Indian scientist (born 1953)

Dr. Seshagiri Rao Vellanki is an Indian scientist and is former distinguished scientist and associate director of the Satish Dhawan Space Centre (SDSC), Indian Space Research Organisation (ISRO). He worked in ISRO for more than 39 years in various capacities. He also served in ISRO as Prof. Satish Dhawan for three years. He was instrumental in setting up state of the art Real Time Systems and computer networks for flight safety at SDSC SHAR. He also developed data processing software required for displaying flight trajectories. Pulse Coherent Mono-pulse Radars (PCMC) development and commissioning was carried out under his leadership. He also developed and implemented various algorithms required for wind profile estimation for weather monitoring. He worked extensively in Mission Simulations and Post flight trajectory estimation and data analytics.
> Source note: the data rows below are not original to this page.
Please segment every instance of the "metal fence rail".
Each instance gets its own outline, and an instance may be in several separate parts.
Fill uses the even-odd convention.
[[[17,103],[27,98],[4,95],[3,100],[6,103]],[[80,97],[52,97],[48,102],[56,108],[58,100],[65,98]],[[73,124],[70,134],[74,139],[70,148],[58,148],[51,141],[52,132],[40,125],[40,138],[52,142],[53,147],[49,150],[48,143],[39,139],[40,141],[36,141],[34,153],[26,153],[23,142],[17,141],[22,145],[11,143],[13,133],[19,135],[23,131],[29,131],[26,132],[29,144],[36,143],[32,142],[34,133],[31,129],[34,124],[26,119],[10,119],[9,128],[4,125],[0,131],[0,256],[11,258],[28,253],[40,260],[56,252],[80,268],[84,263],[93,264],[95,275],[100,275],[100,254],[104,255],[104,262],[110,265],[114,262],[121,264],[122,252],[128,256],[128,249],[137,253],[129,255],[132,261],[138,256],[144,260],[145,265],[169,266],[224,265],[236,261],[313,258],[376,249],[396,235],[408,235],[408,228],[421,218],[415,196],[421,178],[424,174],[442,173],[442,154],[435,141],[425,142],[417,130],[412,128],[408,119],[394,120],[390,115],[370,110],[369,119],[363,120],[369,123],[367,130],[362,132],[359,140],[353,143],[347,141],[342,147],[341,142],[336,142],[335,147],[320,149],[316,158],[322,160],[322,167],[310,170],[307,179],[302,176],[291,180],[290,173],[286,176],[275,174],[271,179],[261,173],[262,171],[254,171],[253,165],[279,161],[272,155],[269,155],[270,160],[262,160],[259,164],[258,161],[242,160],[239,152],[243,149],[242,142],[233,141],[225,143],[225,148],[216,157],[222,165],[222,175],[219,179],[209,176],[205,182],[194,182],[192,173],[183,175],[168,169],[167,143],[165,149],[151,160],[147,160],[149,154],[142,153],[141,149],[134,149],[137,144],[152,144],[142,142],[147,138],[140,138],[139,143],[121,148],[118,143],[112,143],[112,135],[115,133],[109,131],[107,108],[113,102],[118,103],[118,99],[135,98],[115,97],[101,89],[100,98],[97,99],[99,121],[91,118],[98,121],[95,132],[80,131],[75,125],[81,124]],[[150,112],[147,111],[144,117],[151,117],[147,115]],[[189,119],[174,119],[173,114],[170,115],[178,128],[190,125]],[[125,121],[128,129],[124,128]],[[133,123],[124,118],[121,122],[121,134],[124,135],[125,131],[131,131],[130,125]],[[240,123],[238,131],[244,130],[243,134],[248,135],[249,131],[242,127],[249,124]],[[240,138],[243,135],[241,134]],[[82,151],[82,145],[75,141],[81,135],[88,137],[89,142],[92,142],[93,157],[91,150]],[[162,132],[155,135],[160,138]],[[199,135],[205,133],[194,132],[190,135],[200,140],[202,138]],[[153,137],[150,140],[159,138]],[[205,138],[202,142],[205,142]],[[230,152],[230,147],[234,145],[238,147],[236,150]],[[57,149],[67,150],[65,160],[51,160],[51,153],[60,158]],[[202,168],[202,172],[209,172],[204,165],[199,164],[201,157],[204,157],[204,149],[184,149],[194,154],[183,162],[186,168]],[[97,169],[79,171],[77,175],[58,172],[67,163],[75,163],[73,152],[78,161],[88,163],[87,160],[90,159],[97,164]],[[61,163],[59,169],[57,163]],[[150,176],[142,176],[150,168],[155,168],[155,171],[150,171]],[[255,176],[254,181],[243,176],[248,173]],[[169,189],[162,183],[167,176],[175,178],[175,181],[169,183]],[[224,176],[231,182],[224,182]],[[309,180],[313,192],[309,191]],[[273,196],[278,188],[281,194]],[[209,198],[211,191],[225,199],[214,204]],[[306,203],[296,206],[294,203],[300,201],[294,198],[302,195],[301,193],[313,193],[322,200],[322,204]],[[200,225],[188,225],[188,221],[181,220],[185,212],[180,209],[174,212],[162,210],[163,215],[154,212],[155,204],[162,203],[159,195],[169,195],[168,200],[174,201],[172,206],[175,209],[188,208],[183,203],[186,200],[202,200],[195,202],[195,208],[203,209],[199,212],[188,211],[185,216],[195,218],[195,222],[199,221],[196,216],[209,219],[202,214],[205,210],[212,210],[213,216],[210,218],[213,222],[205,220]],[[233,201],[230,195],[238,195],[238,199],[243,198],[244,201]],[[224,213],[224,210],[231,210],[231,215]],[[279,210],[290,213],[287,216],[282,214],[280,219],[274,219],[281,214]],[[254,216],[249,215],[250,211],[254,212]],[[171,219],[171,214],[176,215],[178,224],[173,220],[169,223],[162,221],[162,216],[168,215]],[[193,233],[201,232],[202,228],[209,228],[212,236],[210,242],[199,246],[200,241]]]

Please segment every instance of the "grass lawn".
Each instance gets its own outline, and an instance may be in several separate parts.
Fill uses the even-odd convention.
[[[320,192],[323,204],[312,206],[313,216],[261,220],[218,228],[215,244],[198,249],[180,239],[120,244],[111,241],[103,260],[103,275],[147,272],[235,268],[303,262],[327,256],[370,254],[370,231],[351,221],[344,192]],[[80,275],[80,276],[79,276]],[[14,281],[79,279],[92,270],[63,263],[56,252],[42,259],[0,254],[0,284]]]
He has worked as Deputy Director, Range Operations (RO), Deputy Director, Vehicle Assembly and Static Test (VAST) Facility. He also served as Controller SDSC SHAR. He contributed significantly to the Satellite recovery experiment, Chandrayan-1, Mangalyaan and many other missions.
ISRO’s prestigious Multi Object Tracking Radar (MOTR) was designed, developed and commissioned under his guidance as Project Director. He is responsible for developing and implementing Software for Computerisation Of Working Administrative areas for ISRO in all centres.
He has visited numerous colleges and universities to deliver motivational talks to students in science and technology.

== Personal life==
Rao was born on 10 January 1953, in Kolavennu, a village in the Krishna District of Andhra Pradesh. He completed his schooling at Elementary school and Zilla Parishad High School at Kolavennu village in Telugu Medium. He completed his Pre-University Course (PUC) in 1969 at Andhra Christian College Guntur. He is a B.Sc. graduate from J.K.C College, Guntur in 1972. Later he completed his post-graduation M.Sc. (Physics – Electronics) from Andhra University, Visakhapatnam in 1974. He joined Andhra University as a Junior Research Fellow (JRF) and ultimately completed his Ph.D. degree at Sri Venkateshwara University, Tirupati.

Rao currently resides in Hyderabad, Telangana state, where he supports various academic, scientific and IT institutions in their research activities.

== Academic and research activities==
He has authored and co-authored more than 60 papers in national and international journals, seminars and conferences.